I think the main problem is that he doesn't suffer from the main problem. =P

Although I found that along those lines, if I'm totally out of ideas, I do something way off my beaten path, like writing a description of something really boring that just happened in my life.


----------



## Atrak (Oct 2, 2009)

Well, I am never totally out of ideas. If I get blocked on something (i.e. bored with it  ), then I just start writing something completely different. This actually helps me with the first story, because starting to write another story gives me many ideas that I can apply to the first story.


----------



## Digitalpotato (Oct 2, 2009)

Do too much of anything and it'll get burned out.


----------



## darkfox118 (Oct 2, 2009)

well right now I have backlogs of ideas. I have 1 story in the works, 1 in draft and one in my head thats just a concept. 

I know one day however I will exhaust my own creativity. 

when that day comes.. I may return to writing those smut stories that embarrass me so much. :lol: at least until I get a REAL idea.


----------



## TDK (Oct 2, 2009)

I'm currently burnt out. So many ideas that are gold in my head, but turn to shit when I write. This makes me :< on the inside and >.< on the outside.


----------



## Ieatcrackersandjumpcliffs (Oct 2, 2009)

Tiarhlu said:


> ...maybe I'll go do some District 9 fanart.


 
NO! I knew this was coming. I knew it when I first saw the trailer, and I knew it would be furries who would do it, too.
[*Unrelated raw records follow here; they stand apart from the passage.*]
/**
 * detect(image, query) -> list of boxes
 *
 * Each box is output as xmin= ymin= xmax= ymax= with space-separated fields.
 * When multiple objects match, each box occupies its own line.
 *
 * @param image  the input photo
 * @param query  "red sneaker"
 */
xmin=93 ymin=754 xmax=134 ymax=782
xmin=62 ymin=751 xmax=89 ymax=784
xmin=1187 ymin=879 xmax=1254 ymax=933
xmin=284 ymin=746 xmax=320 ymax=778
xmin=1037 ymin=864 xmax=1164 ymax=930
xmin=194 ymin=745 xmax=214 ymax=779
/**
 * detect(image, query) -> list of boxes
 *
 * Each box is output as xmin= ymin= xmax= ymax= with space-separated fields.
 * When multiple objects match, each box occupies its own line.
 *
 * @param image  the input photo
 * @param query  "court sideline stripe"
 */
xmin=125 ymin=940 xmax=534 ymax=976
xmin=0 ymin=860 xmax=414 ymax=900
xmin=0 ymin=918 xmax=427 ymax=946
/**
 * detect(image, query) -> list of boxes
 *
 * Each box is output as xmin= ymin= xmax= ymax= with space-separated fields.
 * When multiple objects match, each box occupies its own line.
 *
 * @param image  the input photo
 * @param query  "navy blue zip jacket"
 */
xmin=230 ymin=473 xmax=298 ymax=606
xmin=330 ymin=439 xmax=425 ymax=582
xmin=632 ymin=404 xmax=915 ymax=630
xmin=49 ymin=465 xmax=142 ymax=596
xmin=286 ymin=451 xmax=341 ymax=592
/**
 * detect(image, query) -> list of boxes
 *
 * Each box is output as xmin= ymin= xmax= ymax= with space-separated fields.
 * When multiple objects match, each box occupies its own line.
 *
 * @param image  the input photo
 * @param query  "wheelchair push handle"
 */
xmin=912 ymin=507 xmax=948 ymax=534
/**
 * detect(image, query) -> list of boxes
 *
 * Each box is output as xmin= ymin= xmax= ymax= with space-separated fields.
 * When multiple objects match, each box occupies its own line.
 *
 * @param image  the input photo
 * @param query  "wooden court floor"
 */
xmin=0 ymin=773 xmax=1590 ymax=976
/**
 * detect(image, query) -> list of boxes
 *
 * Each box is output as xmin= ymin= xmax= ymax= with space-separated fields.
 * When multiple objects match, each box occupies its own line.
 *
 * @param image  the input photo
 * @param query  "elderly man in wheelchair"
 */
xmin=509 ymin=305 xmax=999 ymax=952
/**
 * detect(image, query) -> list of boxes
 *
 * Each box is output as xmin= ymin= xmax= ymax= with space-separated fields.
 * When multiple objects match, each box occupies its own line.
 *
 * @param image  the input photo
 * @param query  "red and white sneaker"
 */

I was right.


----------



## Ridge (Oct 6, 2009)

If there's one thing I've learned by writing is you can't force it.  Sometimes I would just sit and force out a story only to back and re-read and realize what a mess I made of my work.

If I can't make the story flow I don't try to write.  What I'll do is I'll work on my outline or think up new ideas for other stories and jot them down.  

Right now my time is currently spent with writing essays and research papers that by the time I have free time to write my stories I just want to get away from the written word for awhile.  

Oh well.

College > Everything else.


----------